I congratulate this man. I say good things are coming.
*
For a time during my commute, I repeat, Why did you cover your mouth? Go through the performance of tears and then not cry? It is true: there was no one else in my car and I doubt anyone in traffic was monitoring me, I felt no connection to this animal other than the one all animals feel, I will not be bothered by this experience a year from now. As if by twitch, I look behind me. I switch lanes. I look in the mirror and see myself looking back. Maybe everyone performs a little for themselves, for the microscopic feedback loop between the synapse and the eye, the ear, the hand, the nose. Maybe this performance is necessary, but why? And for whom do we bring our hands to our mouths—the future self or the past? Are they so distinct?
*
I’m different. Yeah, I’m different —pull up to the scene with my ceiling missing.
*
A professor posts a question in an online discussion board. I answer his question with a series of questions. In class he references Rosencrantz and Guildenstern’s game of questions. I don’t get the reference, but I laugh and say I hadn’t thought of it that way.
*
Moving up an ontological level, It Follows unspools like a dream, a projection of the viewer’s insecurities onto the succession of digital images. The soundtrack aids this effect. Crystalline and distorted synths dissolve into ethereal amorphous swells; it is simultaneously a product of a Vaseline-smeared 80s aesthetic and distinctly separate from it (a ghost of the future the 80s predicted that never came). The soundtrack becomes most hauntingly poignant in the film’s final scene. Its synthetic textures fade into crisp renditions of birds and yard work—close yet uncannily distant from sounding natural like how a voice in a dream booms within the dream-self’s mind rather than emanates from the mouth of its speaker.
Jay and Paul walk, holding hands. Their heads casually rotate from each other to the camera, to the sidewalk, to the houses around them as does ours—another instance of the broken fourth wall. Like the soundtrack, they become immersed in the naturalistic sounds. Jay’s sexual history is known to us, the viewer, and to Paul. Paul’s sexual history is known to Jay and to us. We exist, the three us—Jay, Paul, and viewer—aware of each other, conclusively ourselves as we gaze as if there were nothing before our eyes—absences ready to be filled.
*
One night during closing, I put on Dead in the Dirt’s The Blind Hole. The songs pummel their feedback-laced riffs and snare-heavy blast beats into everything 50 seconds at a time. I towel melted ice cream from the dish rack. I hose bits of bacon and grilled chicken clinging to the side of the dishwasher. I squeegee a grey-white liquid from where the walls meet the floor to the drains in the center of the room. Dead in the Dirt grinds. Dead in the Dirt screams. “I was a dog on a short chain and now there’s no chain.”
From the writer
:: Account ::
Between semesters of the PhD program I was a dishwasher at a restaurant where two of my students also worked. I had been feeling like I didn’t belong in academia and this, to me, further insinuated that. I wanted to show a mind wrestling with the constantly mutating performance of self that is asked of a person in public no matter where that is.

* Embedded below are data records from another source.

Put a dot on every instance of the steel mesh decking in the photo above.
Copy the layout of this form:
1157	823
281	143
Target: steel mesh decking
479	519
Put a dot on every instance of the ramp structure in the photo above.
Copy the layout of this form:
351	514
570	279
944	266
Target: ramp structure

Who am I in the car? Who am I at my job? Who am I at the grocery store? Are all these selves compatible?
I also thought using song lyrics from musicians that had gone through dramatic persona shifts—Shakira’s move from Spanish-language to English-language pop star, Bob Dylan’s chameleon-like identity, Qveen Herby’s move from Disney star to raunch rap, 2Chainz’s move from Tity Boi to trap star—would trouble the idea of performance and authenticity. What does it mean when the people whose words infiltrate a lot of my day are play acting as someone other than themselves?
Brian Clifton is a PhD student at the University of North Texas. His work can be found in: Pleiades, Guernica, Cincinnati Review, Salt Hill, Prairie Schooner, The Journal, Beloit Poetry Journal, and other magazines. He is an avid record collector and curator of curiosities.